Liberty Township officials said late Friday afternoon they have hired a retired judge to preside over the disciplinary hearing of suspended Fire Chief Tim Jensen next week.
“The township is retaining Keith P. Muehlfeld, a retired common pleas judge with an active license to practice in Ohio,” said township administrator Matt Huffman.
The two-day disciplinary hearing is scheduled to begin at 6 p.m. Monday in the Liberty Township Hall at 7761 Liberty Road, Powell. It’s scheduled to continue Tuesday at the same time and location.
“I’ve never heard of him,” said Jensen’s attorney, Paul Bittner. “It’s not going to be any better or worse if they had hired a private lawyer.”
Muehlfeld served as a judge in Henry County.
On Friday morning, township officials were still trying to finalize arrangements with an attorney to preside over the hearing.
What does Jensen’s attorney think about the township hiring someone on such short notice? “He’s going to have to work over the weekend,” Bittner said. “It is what it is now.”
Trustees learned Monday night of the Delaware County Prosecutor’s Office’s refusal to take part in the hearing. Township officials have been in search of a replacement since.
The prosecutor’s office declined to participate, citing a desire to avoid “any appearance of impropriety or any appearance of additional bias,” according to an email from assistant prosecutor Chris Betts to the township’s attorney, Edward Kim.

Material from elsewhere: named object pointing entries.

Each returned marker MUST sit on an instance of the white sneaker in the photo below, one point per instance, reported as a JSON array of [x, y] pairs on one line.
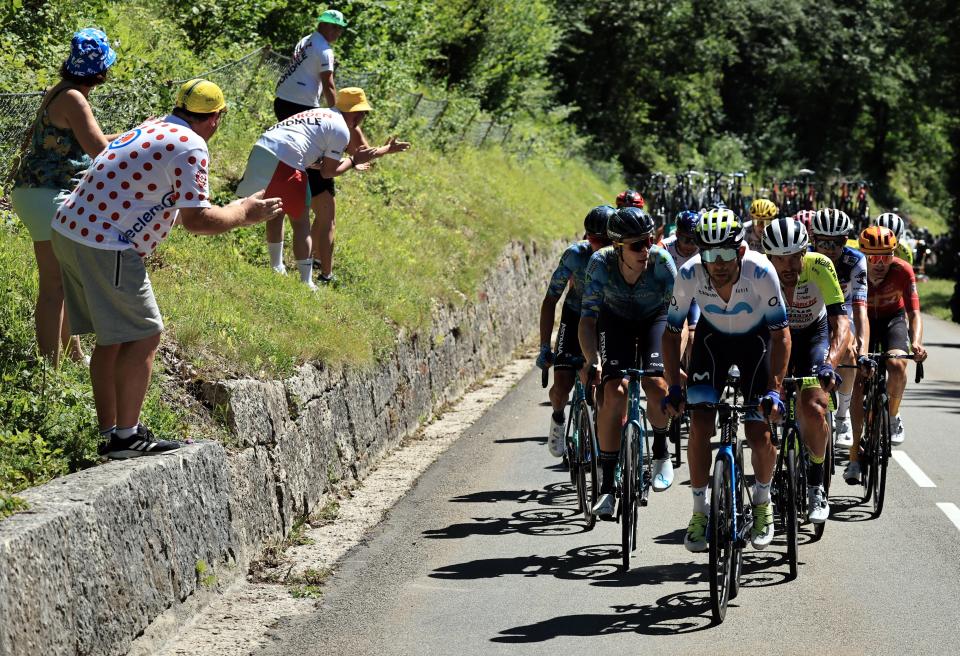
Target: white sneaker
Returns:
[[555, 438], [851, 474], [897, 432], [818, 508], [844, 434], [662, 474], [605, 507]]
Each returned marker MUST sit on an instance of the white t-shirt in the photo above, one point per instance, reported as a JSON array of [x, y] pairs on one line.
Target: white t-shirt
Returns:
[[304, 138], [131, 194], [300, 83]]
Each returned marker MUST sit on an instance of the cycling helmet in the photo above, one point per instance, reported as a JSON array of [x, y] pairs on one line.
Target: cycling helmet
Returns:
[[630, 198], [785, 237], [687, 221], [762, 209], [892, 222], [629, 222], [719, 228], [831, 223], [595, 222], [877, 240]]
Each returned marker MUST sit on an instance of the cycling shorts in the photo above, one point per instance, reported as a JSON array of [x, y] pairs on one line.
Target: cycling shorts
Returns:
[[568, 339], [715, 352], [890, 333], [284, 109], [809, 348], [629, 344]]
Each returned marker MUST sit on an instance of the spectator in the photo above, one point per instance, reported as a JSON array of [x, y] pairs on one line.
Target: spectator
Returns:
[[64, 137], [309, 77], [146, 181], [311, 141]]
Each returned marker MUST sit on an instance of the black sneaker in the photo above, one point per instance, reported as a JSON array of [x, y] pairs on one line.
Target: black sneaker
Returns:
[[141, 443]]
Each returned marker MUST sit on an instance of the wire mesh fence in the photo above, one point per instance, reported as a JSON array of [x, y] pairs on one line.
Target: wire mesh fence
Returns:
[[249, 83]]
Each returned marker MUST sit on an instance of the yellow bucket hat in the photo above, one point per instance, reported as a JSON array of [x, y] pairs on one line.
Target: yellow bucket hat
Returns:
[[200, 96], [352, 99]]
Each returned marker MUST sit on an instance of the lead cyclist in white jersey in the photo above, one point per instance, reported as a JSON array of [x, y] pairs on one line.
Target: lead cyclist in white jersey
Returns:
[[742, 322]]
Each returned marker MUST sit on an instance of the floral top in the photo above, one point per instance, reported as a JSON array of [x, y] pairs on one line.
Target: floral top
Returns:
[[54, 157]]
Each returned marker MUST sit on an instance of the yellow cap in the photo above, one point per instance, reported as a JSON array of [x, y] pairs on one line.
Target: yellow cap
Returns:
[[352, 99], [200, 96]]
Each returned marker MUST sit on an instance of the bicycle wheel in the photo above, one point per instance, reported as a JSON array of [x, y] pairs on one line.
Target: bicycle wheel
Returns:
[[628, 477], [881, 458], [827, 476], [740, 493], [790, 510], [720, 540], [587, 481]]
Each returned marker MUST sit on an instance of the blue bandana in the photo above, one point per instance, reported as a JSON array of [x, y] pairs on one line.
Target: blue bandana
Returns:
[[90, 53]]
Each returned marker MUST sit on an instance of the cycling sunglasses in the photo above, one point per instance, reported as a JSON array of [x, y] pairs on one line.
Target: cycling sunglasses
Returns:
[[638, 246], [829, 244], [721, 254]]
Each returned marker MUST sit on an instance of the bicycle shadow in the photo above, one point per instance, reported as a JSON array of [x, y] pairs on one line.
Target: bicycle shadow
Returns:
[[673, 614]]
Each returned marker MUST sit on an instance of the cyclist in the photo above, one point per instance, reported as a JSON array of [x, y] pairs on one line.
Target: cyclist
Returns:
[[742, 322], [898, 227], [570, 272], [630, 198], [623, 314], [682, 245], [819, 332], [830, 229], [893, 308], [762, 211]]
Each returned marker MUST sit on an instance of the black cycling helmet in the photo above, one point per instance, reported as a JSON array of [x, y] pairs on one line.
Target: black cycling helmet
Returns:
[[629, 222], [596, 221]]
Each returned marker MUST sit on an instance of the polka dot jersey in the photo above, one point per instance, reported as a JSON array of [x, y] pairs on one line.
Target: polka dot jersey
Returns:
[[130, 196]]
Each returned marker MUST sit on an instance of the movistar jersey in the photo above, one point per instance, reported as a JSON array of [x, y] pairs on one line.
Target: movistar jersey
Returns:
[[756, 300], [606, 288], [572, 268], [817, 293]]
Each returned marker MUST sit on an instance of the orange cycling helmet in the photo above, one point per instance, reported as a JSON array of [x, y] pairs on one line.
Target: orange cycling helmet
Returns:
[[877, 240]]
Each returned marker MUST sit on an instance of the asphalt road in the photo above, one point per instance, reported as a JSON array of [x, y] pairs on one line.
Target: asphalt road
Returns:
[[487, 555]]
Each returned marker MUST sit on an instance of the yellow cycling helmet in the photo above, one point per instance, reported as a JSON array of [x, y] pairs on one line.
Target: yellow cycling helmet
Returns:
[[762, 209]]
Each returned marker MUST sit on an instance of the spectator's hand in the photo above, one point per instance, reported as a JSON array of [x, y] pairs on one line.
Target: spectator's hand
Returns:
[[260, 209], [919, 353], [363, 155], [394, 146]]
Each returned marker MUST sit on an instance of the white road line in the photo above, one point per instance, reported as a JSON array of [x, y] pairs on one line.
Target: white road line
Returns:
[[911, 468], [952, 512]]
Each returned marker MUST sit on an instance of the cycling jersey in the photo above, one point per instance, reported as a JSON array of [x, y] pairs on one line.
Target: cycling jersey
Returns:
[[755, 302], [897, 291], [816, 294], [851, 268], [572, 268], [646, 298]]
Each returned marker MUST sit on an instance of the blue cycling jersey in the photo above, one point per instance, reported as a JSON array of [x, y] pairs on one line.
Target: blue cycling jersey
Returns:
[[606, 288], [572, 267], [756, 299]]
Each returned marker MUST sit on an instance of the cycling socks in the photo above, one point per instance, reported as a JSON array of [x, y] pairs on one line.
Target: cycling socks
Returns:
[[815, 471], [660, 443], [276, 254], [608, 465], [700, 501], [761, 492]]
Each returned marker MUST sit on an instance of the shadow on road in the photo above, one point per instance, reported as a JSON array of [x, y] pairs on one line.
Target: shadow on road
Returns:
[[683, 612]]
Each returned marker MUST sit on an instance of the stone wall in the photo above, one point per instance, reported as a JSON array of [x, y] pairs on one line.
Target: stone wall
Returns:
[[103, 552]]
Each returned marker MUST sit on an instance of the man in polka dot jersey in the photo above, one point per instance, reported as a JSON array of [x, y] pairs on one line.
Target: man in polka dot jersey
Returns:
[[126, 204]]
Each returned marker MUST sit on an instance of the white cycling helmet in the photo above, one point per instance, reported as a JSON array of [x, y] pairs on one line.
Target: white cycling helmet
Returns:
[[784, 237], [831, 223], [892, 222]]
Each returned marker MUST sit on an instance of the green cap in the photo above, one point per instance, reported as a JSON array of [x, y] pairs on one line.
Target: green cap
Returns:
[[332, 16]]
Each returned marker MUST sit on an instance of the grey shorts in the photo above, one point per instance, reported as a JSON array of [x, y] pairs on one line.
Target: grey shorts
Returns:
[[107, 293]]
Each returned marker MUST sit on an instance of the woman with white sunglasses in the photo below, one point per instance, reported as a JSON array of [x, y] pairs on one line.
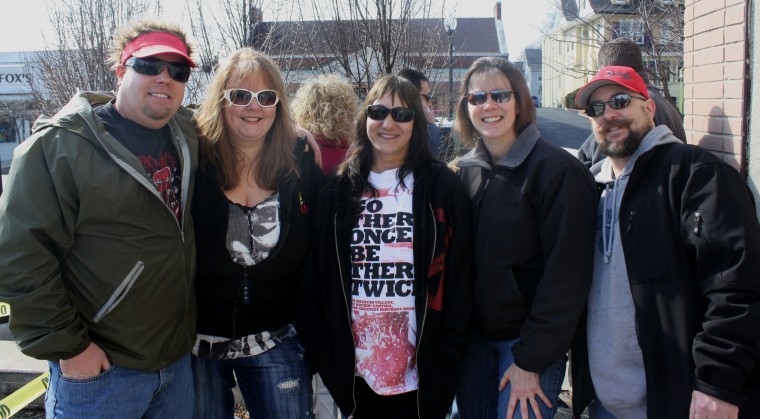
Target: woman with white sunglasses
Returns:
[[252, 213], [385, 307], [535, 208]]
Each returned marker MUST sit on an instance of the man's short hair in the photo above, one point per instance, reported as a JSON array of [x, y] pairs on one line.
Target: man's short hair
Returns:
[[142, 27], [414, 76]]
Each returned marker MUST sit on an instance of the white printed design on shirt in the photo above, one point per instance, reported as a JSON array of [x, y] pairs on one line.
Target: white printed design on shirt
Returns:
[[383, 313]]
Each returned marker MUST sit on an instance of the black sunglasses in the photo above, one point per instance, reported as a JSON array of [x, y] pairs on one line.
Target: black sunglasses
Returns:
[[153, 67], [619, 101], [243, 97], [498, 95], [380, 112]]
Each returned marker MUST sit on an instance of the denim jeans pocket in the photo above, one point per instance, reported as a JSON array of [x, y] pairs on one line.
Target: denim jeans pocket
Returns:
[[100, 377]]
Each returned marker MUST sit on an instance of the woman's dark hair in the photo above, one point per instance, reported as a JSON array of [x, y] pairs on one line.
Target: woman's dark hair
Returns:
[[489, 66], [357, 165]]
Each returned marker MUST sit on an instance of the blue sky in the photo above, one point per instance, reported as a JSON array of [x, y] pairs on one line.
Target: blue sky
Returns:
[[23, 23]]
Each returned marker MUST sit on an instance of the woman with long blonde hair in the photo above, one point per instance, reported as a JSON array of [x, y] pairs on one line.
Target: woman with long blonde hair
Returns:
[[253, 228]]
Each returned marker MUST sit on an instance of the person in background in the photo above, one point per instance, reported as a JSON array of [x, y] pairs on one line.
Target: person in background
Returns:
[[624, 52], [533, 238], [326, 106], [97, 243], [386, 305], [254, 192], [673, 313], [422, 84]]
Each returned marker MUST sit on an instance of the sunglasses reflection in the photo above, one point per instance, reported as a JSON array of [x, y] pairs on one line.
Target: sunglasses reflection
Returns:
[[380, 112]]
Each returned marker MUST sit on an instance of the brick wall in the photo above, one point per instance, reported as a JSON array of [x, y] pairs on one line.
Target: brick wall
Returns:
[[714, 53]]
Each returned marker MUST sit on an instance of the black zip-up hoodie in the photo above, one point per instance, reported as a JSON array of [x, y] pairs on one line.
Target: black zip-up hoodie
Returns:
[[443, 271], [273, 283]]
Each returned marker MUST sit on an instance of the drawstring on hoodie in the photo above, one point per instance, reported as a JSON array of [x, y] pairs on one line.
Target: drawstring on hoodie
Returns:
[[608, 219]]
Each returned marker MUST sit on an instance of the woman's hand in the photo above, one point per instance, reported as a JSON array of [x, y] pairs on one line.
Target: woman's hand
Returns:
[[525, 388], [311, 142], [704, 406]]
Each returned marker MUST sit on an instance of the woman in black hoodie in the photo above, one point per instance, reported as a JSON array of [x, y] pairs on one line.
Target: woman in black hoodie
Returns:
[[535, 207], [384, 313]]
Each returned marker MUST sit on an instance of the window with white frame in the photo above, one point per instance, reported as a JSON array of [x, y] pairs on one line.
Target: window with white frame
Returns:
[[632, 29]]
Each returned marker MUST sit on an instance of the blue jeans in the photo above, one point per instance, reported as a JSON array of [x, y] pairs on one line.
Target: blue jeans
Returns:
[[166, 393], [274, 384], [485, 361]]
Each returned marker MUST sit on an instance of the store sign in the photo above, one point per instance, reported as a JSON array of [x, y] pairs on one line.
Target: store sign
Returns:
[[15, 79]]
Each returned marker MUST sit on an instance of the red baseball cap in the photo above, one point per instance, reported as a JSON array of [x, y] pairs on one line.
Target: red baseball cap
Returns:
[[613, 74], [154, 43]]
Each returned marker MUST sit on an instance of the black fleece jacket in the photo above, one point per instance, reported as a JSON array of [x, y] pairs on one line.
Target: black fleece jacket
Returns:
[[535, 211], [691, 241]]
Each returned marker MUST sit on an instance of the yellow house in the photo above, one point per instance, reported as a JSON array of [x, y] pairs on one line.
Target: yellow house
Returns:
[[570, 49]]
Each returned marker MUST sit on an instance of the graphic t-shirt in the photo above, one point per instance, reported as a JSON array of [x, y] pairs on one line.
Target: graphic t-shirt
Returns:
[[154, 150], [383, 317]]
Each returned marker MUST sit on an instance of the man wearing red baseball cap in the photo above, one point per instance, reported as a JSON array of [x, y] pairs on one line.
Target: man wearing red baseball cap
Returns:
[[671, 328], [96, 242]]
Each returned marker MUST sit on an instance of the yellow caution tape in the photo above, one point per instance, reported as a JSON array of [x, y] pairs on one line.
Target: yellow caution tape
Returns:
[[20, 398]]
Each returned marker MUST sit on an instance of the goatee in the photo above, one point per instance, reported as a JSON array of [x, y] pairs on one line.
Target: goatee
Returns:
[[623, 149]]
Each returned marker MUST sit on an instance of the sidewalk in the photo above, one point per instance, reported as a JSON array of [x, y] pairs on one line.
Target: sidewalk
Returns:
[[17, 369]]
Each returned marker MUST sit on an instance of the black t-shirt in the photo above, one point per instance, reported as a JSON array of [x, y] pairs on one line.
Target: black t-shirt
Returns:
[[155, 151]]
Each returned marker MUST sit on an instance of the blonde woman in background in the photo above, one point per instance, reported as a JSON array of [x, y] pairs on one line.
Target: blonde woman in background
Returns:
[[326, 106]]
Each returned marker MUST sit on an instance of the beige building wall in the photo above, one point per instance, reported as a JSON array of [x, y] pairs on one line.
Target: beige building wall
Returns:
[[714, 74]]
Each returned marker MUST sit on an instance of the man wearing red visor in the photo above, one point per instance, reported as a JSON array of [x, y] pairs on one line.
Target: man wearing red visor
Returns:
[[96, 241]]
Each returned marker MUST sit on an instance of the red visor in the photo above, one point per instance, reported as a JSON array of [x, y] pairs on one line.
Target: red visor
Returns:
[[154, 43]]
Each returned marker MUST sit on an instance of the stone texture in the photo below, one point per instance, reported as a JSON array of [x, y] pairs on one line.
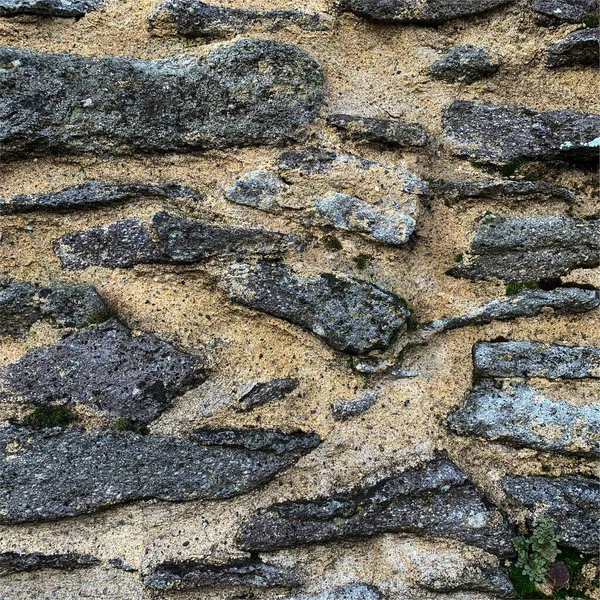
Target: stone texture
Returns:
[[107, 368], [503, 134], [350, 315], [114, 105], [571, 503], [523, 249], [50, 474], [465, 64], [437, 500]]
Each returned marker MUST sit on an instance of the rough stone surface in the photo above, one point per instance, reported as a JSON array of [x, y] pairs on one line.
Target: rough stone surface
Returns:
[[106, 367], [571, 503], [110, 105], [49, 474], [350, 315], [437, 500], [503, 134]]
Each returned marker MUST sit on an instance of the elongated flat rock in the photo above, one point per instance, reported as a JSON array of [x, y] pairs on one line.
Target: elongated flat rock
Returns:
[[68, 104], [50, 474], [503, 134], [522, 249], [106, 367], [520, 415], [437, 500], [350, 315], [572, 504]]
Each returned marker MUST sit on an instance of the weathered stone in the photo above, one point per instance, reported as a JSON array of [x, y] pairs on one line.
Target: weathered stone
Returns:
[[350, 315], [522, 416], [49, 474], [572, 504], [65, 104], [578, 48], [92, 193], [429, 12], [61, 304], [523, 249], [535, 359], [437, 500], [106, 367], [503, 134], [196, 19], [466, 64], [390, 132]]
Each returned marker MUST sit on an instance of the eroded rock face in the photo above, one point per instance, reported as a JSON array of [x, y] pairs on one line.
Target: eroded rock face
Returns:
[[115, 105], [572, 504], [437, 500], [350, 315], [50, 474], [502, 134]]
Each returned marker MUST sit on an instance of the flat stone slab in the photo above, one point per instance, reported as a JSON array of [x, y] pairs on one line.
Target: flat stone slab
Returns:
[[505, 133], [525, 249], [522, 416], [68, 104], [50, 474], [572, 504], [106, 367], [350, 315], [437, 500]]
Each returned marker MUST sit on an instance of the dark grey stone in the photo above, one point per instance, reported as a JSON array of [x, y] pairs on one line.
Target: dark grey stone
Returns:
[[54, 473], [92, 193], [578, 48], [437, 500], [106, 367], [195, 19], [62, 304], [522, 416], [571, 503], [524, 249], [67, 104], [503, 134], [393, 133], [350, 315], [465, 63]]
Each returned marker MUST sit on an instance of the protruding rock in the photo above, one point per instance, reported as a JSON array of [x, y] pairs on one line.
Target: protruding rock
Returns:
[[503, 134], [106, 367], [572, 504], [437, 500], [49, 474], [67, 104], [350, 315]]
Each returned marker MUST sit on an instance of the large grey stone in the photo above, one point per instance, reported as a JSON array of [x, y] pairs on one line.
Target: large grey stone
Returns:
[[49, 474], [350, 315], [437, 500], [249, 92], [502, 134]]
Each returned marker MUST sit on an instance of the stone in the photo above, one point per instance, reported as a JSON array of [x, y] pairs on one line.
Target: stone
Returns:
[[466, 64], [571, 503], [535, 359], [195, 19], [436, 500], [67, 104], [92, 193], [394, 133], [350, 315], [580, 47], [51, 474], [106, 367], [191, 574], [521, 415], [530, 249], [506, 134]]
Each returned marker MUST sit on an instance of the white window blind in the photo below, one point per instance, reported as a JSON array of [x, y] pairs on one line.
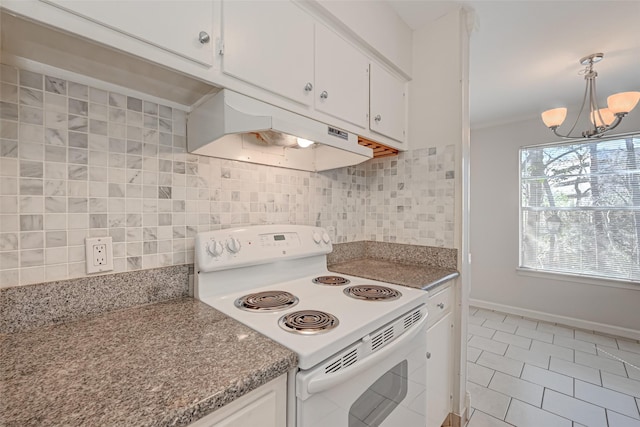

Betts noted that the prosecutor’s office had advised both trustees and Jensen in the past “on various matters that are now in controversy.”
The role that will be filled by Muehlfeld has apparently changed over the course of the week.
In a story Friday, The Gazette reported that Bittner said his understanding was that “the prosecutor’s office was to act as the trial lawyer for the trustees.”
Bittner added that, according to the law, the three trustees will “act as a quasi-tribunal, with Kim acting as a legal adviser to the trustees” during the hearing.
Bittner on Friday said his conversation with Kim suggests the roles of the attorneys have changed.
Bittner said it now appears that Kim will act as the “trial lawyer” and Muehlfeld will “preside and act as legal adviser to the board” of trustees.
Bittner said Thursday that, because the prosecutor’s office has refused to play a part in the hearing — forcing trustees to hire an outside attorney on short notice — it “raises an issue about due process.”
Trustees voted Monday night to spend up to $4,000 to retain an attorney to act as advocate in the hearing.
In total, the township has spent about $107,231 so far in connection with an investigation of Jensen, which includes his salary while he has been on paid administrative leave.
Jensen was placed on leave March 1 by Huffman. Trustees officially charged Jensen on May 16, alleging misconduct in office and gross neglect of duty — based on an investigation and report done by a Cincinnati attorney whom trustees had hired.
Jensen’s annual salary is $91,000. Bittner has said that Jensen wants to return to his job.